Q. But you’ve said this effect of elevated blood proteins isn’t in all patients?
A. What we’ve reported is the mean or average levels for groups of patients. For all the proteins in question, the average late post-op levels are significantly elevated compared with mean pre-op blood levels. However, if you look at each patient, it turns out that maybe 25% to 40% of patients have a big increase, whereas other patients have modest increases or no elevation at all. We are currently in the process of trying to identify the characteristics of patients with big increases. If we can figure out who those patients are, we could perhaps modify the way in which we treat these patients.
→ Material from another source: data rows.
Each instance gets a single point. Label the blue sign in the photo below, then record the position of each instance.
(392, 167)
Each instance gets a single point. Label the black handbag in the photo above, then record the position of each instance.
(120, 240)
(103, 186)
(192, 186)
Q. Based on the evidence now, what do you recommend surgeons do to minimize the negative effects of surgery?
A. The easy answer is that on our website we have a section on perioperative therapies. They’re holistic things, chemopreventive things: green tea and silibinin (milk thistle). Also cimetidine, an ulcer drug that is believed to suppress T cells that inhibit the immune response to tumors. There are data from four or five small clinical studies suggesting that perioperative cimetidine may improve cancer outcomes. We encourage our patients to consider taking one or several of these agents while they are waiting for surgery and for a month after surgery.
Q. What’s the take-home message for general surgeons about your research?
A. Surgery has many effects and most of them are good, but we’ve found something that may be a detrimental one. What this information does is gives me pause before I operate on a cancer patient. I want to make sure that there’s no option to give chemotherapy alone or before surgery. It’s important that we don’t rush into surgery without thinking of the possible ramifications. Also, we need to find safe and effective anticancer agents that can be given perioperatively.